L'Irlande, le «tigre» celtique qu'un diplomate américain présentait, il y a peu, aux Algériens comme le modèle économique à suivre, est aux abois. Saignée à blanc par les déficits, la fière Eire est contrainte, comme un pays du tiers-monde, à quémander l'aide de ses partenaires européens et à se conformer aux prescriptions des Diafoirus ultralibéraux du FMI. L'Europe va donc voler au secours de l'Irlande en lui allouant près de 90 milliards d'euros à partir du fonds de stabilisation de 500 milliards.

 Après la Grèce, c'est le second pays de la zone euro à sombrer dans les abîmes financiers, aspiré par l'endettement catastrophique de ses banques qui n'en finissent pas de faire payer au contribuable leurs errements spéculatifs.
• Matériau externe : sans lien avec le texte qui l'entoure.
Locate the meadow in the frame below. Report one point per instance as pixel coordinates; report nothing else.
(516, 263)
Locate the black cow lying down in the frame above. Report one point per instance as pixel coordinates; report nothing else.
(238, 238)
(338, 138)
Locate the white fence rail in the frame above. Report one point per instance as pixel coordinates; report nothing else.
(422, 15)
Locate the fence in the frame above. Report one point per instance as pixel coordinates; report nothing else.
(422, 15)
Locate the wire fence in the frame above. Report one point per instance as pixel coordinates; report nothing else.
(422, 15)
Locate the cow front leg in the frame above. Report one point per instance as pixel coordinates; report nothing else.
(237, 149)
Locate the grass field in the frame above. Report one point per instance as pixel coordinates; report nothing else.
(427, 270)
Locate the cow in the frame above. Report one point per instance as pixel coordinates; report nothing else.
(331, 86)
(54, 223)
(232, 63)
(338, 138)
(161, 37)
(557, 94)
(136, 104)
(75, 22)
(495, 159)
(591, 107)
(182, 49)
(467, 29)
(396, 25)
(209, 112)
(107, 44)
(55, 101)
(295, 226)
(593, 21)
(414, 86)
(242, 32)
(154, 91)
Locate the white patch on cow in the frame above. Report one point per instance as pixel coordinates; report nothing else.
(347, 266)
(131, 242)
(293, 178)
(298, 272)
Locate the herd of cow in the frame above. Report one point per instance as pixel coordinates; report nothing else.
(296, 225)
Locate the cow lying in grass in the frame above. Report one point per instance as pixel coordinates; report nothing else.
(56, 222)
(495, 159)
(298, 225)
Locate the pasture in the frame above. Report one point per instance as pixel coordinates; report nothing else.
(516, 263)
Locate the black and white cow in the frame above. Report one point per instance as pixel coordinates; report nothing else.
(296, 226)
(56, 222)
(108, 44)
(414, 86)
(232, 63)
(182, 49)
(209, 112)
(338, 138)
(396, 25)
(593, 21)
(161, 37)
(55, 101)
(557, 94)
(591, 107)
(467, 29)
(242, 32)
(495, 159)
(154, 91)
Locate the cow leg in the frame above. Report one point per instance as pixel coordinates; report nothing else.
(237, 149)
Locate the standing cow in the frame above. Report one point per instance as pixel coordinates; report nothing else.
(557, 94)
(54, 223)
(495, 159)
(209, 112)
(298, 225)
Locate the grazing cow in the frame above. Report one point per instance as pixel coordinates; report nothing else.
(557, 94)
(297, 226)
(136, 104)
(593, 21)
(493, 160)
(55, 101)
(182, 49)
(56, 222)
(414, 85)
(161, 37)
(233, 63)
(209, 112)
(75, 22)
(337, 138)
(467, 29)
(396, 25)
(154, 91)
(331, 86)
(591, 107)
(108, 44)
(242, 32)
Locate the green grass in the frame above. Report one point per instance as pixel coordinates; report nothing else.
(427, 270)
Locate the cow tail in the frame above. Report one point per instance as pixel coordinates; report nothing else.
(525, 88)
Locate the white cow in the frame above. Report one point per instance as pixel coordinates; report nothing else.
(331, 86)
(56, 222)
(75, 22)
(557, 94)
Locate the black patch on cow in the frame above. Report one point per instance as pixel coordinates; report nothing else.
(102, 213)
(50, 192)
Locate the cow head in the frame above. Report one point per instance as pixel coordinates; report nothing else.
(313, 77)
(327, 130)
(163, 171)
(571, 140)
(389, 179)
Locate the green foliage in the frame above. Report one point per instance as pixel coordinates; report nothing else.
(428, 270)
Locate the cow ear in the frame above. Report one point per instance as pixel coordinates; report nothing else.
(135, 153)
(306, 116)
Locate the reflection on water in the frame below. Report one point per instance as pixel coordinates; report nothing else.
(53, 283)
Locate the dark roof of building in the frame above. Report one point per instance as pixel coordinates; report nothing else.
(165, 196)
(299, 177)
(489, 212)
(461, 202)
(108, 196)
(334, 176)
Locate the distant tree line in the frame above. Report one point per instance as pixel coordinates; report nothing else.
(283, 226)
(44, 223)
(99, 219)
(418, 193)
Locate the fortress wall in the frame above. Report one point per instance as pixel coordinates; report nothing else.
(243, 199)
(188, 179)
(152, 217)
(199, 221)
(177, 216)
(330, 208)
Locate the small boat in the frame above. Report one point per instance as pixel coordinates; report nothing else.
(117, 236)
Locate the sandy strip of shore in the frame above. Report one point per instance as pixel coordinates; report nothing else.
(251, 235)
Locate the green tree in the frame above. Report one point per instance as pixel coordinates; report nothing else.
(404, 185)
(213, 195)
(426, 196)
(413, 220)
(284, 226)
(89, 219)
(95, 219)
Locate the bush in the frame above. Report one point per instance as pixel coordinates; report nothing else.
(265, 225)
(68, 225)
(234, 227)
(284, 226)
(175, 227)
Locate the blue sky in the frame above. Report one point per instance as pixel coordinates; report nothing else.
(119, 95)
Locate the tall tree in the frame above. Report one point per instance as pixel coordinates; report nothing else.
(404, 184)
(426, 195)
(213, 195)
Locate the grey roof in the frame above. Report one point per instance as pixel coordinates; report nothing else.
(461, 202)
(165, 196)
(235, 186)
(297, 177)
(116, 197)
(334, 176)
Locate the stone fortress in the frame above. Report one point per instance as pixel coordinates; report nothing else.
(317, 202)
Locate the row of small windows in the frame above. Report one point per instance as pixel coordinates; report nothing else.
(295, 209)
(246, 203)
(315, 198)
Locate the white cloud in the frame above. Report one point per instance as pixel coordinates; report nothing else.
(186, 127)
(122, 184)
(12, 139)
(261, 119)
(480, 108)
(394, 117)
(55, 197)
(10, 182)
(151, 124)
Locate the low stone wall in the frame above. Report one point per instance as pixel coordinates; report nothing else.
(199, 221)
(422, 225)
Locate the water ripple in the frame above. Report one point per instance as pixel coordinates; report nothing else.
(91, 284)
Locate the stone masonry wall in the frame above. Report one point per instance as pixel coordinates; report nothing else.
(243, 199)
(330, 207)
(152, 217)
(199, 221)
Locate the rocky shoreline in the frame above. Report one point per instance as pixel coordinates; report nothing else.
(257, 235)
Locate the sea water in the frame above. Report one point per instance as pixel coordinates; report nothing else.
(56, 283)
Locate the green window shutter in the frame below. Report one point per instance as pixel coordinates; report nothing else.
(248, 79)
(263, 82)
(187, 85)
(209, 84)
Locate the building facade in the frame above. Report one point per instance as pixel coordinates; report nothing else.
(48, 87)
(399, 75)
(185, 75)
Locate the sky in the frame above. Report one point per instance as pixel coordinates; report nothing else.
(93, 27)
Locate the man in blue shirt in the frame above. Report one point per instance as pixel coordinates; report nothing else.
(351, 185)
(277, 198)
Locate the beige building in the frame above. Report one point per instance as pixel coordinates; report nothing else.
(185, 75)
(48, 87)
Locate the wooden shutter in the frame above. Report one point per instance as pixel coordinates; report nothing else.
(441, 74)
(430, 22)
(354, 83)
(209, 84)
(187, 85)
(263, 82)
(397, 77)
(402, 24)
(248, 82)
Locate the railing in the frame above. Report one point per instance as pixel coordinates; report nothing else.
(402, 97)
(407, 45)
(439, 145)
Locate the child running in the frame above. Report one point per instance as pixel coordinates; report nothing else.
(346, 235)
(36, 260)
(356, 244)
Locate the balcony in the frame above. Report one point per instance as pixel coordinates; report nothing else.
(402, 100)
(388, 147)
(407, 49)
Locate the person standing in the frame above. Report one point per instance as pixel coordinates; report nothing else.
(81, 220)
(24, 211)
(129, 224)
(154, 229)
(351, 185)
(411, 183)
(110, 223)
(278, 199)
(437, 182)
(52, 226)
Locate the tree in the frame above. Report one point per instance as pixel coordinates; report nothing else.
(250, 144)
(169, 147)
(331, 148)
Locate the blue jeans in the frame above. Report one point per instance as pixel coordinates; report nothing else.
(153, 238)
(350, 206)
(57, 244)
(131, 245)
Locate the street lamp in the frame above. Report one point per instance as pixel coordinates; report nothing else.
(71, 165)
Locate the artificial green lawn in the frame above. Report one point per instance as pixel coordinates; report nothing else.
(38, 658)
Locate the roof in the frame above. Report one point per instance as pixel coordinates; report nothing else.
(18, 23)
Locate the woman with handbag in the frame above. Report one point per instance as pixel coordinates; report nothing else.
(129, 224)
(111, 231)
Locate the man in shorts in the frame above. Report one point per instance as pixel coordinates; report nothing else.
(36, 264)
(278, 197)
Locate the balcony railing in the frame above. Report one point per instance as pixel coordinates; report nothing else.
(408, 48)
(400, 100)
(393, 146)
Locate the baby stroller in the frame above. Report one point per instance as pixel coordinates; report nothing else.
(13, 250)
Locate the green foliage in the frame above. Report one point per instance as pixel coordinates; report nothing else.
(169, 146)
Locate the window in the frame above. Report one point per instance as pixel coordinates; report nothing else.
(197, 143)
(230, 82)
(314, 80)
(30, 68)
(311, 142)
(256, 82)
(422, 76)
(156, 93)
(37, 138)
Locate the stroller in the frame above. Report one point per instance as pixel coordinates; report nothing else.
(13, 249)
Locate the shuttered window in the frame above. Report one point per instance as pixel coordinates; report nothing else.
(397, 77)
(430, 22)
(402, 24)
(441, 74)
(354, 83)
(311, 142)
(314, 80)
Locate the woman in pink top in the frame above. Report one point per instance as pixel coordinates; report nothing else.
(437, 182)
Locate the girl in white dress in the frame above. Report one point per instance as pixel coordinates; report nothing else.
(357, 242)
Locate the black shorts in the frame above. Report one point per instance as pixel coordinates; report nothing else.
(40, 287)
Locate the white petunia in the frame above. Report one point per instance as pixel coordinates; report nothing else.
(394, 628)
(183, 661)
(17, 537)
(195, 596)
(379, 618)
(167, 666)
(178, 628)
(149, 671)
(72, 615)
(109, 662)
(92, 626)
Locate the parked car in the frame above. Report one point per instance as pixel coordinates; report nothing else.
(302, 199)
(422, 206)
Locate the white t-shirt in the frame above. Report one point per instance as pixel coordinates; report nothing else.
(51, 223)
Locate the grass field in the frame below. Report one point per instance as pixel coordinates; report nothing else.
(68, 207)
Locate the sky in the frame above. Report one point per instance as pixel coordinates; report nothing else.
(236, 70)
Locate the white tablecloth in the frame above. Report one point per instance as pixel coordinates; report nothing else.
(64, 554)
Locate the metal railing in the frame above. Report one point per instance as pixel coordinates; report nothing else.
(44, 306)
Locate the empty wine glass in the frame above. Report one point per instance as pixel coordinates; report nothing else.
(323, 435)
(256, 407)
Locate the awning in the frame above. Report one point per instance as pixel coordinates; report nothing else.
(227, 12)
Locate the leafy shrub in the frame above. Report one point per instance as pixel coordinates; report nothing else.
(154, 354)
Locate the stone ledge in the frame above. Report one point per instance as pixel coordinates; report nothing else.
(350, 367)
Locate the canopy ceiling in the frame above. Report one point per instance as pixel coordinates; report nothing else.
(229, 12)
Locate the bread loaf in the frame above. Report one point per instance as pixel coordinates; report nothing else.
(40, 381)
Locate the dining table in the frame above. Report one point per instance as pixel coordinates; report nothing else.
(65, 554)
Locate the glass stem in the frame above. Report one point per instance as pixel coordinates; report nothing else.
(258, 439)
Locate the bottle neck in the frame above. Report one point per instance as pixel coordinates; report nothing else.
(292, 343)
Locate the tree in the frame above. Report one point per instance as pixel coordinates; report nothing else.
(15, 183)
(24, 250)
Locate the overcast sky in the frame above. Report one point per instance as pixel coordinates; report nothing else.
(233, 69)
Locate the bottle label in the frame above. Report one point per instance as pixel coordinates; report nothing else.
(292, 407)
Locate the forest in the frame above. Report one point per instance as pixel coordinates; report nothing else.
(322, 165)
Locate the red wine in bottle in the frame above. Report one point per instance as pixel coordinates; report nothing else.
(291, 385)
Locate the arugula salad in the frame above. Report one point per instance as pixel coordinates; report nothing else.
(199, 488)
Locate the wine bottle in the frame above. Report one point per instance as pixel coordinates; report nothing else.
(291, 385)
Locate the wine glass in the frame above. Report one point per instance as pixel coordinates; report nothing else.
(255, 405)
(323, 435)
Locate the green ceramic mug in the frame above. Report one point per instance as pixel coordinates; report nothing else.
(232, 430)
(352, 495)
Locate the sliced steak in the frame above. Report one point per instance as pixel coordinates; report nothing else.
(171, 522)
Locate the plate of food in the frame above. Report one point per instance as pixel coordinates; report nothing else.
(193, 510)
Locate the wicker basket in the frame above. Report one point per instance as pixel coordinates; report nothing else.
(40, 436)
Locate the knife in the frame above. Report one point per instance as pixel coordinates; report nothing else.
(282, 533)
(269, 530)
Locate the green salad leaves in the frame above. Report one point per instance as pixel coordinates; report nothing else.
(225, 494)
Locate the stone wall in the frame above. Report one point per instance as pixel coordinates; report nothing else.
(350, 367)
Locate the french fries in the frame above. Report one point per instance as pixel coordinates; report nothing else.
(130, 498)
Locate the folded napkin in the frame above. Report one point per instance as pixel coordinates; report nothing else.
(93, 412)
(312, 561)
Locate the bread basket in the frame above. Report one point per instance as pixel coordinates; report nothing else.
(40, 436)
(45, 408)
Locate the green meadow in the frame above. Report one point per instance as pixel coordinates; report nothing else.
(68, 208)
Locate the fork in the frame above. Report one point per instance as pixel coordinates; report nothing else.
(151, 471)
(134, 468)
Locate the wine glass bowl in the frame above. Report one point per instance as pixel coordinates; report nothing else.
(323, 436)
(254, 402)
 Les systèmes les plus fragiles - c'est-à-dire les économies les moins diversifiées - de l'Europe prospère sont dans l'œil du cyclone. Le démantèlement des sas de sécurité réglementaire au nom de l'ouverture économique et de la mondialisation montre concrètement ses limites. Personne n'est en mesure d'affirmer que la mécanique de transformation de la crise bancaire en crise d'endettement des Etats va s'arrêter à ces deux pays. Le Portugal est également dans le collimateur et rien n'interdit de penser que l'Espagne ne sera pas la prochaine victime de déséquilibres ingérables.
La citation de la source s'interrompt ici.